Here is an example using the The GoogleStorage Class.

# settings.py
STORAGE_BACKEND = "gluepy.files.storages.google.GoogleStorage"
GOOGLE_GCS_BUCKET = "mybucket-1234"

Now, my default_storage object will point to an instance of GoogleStorage, and all method calls will authenticate to Google Cloud Storage and use it as a file system for our Gluepy project.

Data and DataFrames

All reads and writes of DataFrames should be done using the data_manager object. This object is lazily evaluated to the DATA_BACKEND, which allow you to modify what kind of data frame that is returned with minor changes to your code.

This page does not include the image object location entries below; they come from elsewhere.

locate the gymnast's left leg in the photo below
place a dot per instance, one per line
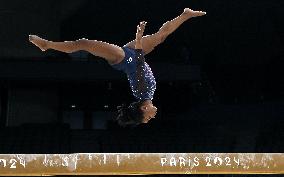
(151, 41)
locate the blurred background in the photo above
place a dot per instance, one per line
(220, 85)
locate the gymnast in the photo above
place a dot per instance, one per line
(129, 59)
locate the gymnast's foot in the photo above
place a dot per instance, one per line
(39, 42)
(191, 13)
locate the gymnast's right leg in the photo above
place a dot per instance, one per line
(112, 53)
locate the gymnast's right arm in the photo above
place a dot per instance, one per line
(140, 71)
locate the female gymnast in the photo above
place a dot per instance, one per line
(129, 59)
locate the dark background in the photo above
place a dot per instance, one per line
(219, 77)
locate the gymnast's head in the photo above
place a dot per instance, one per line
(136, 113)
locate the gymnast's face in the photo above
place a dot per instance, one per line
(149, 111)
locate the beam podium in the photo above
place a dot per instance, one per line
(140, 163)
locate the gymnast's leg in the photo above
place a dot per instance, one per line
(151, 41)
(112, 53)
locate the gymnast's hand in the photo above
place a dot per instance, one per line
(139, 34)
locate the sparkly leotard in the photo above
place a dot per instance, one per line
(139, 74)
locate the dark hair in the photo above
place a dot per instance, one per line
(130, 115)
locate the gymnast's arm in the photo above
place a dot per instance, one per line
(140, 72)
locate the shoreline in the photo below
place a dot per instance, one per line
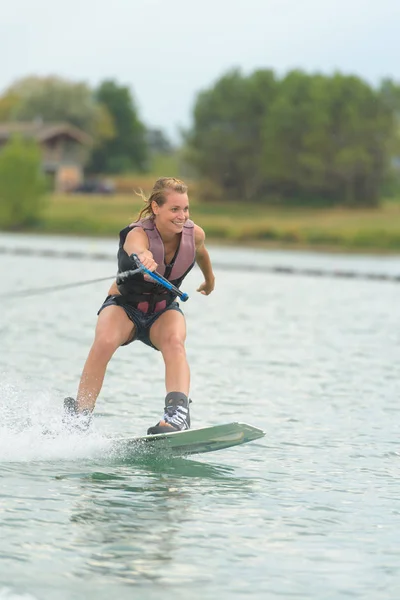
(228, 243)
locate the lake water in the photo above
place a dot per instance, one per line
(311, 511)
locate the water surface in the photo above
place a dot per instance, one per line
(311, 511)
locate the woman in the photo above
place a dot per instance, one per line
(163, 238)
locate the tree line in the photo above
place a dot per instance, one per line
(297, 139)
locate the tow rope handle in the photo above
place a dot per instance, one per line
(159, 278)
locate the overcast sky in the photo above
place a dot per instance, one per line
(168, 50)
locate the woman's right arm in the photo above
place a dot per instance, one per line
(137, 242)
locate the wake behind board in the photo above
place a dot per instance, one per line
(194, 441)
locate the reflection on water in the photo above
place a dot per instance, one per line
(307, 512)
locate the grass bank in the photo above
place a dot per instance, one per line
(368, 230)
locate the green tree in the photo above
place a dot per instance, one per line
(22, 184)
(304, 138)
(57, 99)
(128, 149)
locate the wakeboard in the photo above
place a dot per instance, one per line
(192, 441)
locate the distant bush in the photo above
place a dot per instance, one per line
(22, 184)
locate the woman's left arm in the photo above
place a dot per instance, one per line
(204, 262)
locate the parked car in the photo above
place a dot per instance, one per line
(94, 187)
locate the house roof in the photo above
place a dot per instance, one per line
(43, 131)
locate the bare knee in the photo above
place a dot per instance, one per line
(173, 345)
(105, 344)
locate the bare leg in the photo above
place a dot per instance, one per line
(113, 329)
(168, 334)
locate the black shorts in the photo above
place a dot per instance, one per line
(142, 321)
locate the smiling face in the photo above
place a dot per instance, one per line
(171, 216)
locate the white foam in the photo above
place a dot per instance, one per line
(31, 429)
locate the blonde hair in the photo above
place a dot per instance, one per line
(159, 194)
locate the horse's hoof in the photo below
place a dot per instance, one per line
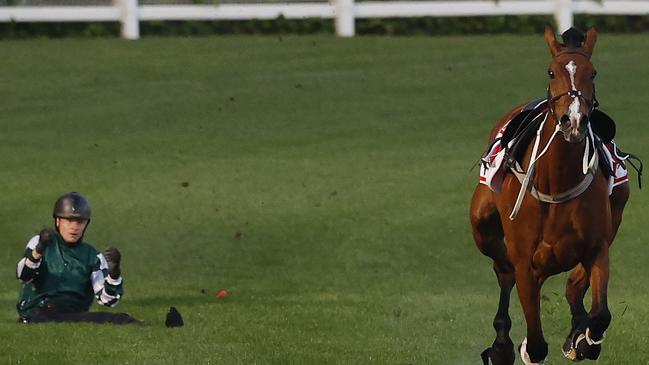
(579, 347)
(586, 351)
(569, 350)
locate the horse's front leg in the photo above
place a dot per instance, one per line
(576, 288)
(585, 340)
(534, 349)
(600, 316)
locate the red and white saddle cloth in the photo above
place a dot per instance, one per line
(493, 169)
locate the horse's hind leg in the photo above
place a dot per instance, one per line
(576, 287)
(579, 279)
(488, 235)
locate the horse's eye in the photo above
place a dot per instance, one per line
(551, 74)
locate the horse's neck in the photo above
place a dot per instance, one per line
(561, 168)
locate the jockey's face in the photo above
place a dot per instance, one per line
(71, 229)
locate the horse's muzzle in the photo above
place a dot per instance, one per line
(574, 130)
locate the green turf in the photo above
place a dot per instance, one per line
(327, 189)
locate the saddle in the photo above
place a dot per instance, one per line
(522, 128)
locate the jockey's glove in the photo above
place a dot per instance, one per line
(113, 258)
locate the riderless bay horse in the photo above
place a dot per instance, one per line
(554, 212)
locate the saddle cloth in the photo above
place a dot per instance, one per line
(493, 168)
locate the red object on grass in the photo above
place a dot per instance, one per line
(222, 294)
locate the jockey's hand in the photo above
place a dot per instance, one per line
(45, 238)
(113, 258)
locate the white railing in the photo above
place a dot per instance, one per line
(129, 13)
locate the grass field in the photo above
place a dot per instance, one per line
(323, 182)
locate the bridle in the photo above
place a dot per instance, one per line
(573, 93)
(589, 165)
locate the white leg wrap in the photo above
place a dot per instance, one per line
(525, 357)
(592, 342)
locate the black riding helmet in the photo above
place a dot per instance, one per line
(72, 205)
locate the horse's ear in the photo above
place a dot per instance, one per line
(551, 38)
(591, 38)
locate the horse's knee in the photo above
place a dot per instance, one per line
(533, 353)
(599, 322)
(502, 323)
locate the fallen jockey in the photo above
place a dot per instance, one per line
(62, 274)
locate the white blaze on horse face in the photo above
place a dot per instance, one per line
(573, 111)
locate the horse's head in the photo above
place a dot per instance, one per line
(571, 93)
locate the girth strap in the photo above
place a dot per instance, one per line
(563, 196)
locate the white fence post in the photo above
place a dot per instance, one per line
(129, 18)
(563, 15)
(345, 26)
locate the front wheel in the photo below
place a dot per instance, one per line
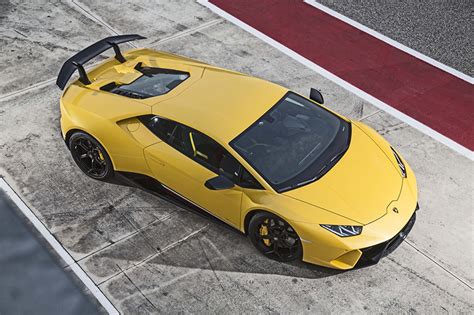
(90, 156)
(274, 237)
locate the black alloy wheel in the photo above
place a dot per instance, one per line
(90, 156)
(274, 237)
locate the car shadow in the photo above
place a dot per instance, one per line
(219, 247)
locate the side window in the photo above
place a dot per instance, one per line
(248, 181)
(200, 148)
(169, 131)
(206, 151)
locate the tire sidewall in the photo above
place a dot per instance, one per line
(110, 169)
(253, 227)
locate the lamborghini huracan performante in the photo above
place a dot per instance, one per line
(301, 181)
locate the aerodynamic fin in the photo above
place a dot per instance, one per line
(78, 60)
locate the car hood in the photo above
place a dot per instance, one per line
(360, 186)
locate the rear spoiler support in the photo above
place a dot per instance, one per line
(82, 74)
(78, 60)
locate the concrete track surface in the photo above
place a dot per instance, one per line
(148, 255)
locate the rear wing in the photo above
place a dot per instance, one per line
(78, 60)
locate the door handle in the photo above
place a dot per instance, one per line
(156, 160)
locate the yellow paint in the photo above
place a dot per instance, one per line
(361, 189)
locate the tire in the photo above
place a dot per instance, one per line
(90, 156)
(274, 237)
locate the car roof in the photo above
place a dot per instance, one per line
(222, 104)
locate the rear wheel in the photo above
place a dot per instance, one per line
(274, 237)
(90, 156)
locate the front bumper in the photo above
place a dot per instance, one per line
(371, 255)
(377, 240)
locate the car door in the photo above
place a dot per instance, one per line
(185, 170)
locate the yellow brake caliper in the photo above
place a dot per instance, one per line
(264, 231)
(101, 156)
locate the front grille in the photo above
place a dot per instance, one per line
(372, 255)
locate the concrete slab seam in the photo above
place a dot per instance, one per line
(351, 88)
(43, 230)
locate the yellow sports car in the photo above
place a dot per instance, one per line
(301, 181)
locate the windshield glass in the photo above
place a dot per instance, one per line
(294, 143)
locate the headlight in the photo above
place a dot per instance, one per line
(343, 230)
(400, 163)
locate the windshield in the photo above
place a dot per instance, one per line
(294, 143)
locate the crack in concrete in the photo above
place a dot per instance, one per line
(47, 82)
(370, 115)
(154, 255)
(440, 265)
(415, 273)
(136, 287)
(124, 238)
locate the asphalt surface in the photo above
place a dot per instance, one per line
(150, 256)
(32, 281)
(439, 29)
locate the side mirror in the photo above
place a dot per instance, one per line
(219, 183)
(316, 96)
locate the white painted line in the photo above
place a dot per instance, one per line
(392, 42)
(369, 98)
(58, 247)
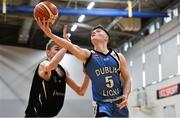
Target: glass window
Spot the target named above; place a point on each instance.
(175, 12)
(167, 19)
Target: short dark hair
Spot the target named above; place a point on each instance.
(101, 27)
(50, 44)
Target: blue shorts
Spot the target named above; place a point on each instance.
(111, 110)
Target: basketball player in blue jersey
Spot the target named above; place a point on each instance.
(106, 69)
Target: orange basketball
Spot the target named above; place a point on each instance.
(46, 10)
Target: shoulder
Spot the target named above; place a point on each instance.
(122, 58)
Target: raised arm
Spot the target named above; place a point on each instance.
(81, 54)
(80, 90)
(46, 66)
(127, 81)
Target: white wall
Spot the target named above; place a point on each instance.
(17, 66)
(167, 37)
(154, 106)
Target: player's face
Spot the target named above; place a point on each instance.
(98, 35)
(52, 52)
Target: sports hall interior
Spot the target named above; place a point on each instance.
(146, 32)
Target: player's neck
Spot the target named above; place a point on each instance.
(102, 49)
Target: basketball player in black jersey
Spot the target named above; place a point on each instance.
(49, 84)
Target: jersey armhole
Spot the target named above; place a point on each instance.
(87, 61)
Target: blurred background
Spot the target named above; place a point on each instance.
(147, 32)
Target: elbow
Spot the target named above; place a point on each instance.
(81, 93)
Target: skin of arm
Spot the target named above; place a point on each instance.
(80, 53)
(46, 66)
(80, 90)
(127, 81)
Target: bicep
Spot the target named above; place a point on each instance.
(123, 67)
(44, 71)
(81, 53)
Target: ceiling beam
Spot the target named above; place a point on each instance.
(100, 1)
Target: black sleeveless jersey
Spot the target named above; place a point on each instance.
(46, 97)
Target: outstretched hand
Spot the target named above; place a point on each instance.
(44, 25)
(65, 35)
(123, 103)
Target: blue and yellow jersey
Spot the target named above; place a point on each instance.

The benefit of ensuring that your project use the data_manager instead of reading the data directly, is that it will ensure that all your Dataframes are stored and versioned in the Run Folder, and it will automatically read the data from the STORAGE_BACKEND defined.

You may want to work with Spark DataFrames, Polars Dataframes or Pandas Dataframes. If you want to modify the type of data frame that your project is relying on, you can change that using the DATA_BACKEND.

See Data Backends for the currently supported providers.

from gluepy.exec import Task
from gluepy.files.data import data_manager


class ForecasterTask(Task):

    def run(self):
        df = data_manager.read("training.parquet")

Schemas and Data Validation

There are plenty of great DataFrame validation frameworks out there, and we have made the decision to not invent our own. We recommend that you use tools such as pandera or pydantic to do your data validation.

from datetime import datetime
from gluepy.exec import Task
from gluepy.files.data import data_manager
import pandera as pa


class TrainingSchema(pa.DataFrameModel):
    created_at: pa.typing.Series[datetime]
    article_id: pa.typing.Series[int]
    store_id: pa.typing.Series[int]
    units_sold: pa.typing.Series[int]


class ForecasterTask(Task):

    def run(self):
        df = TrainingSchema(data_manager.read("training.parquet"))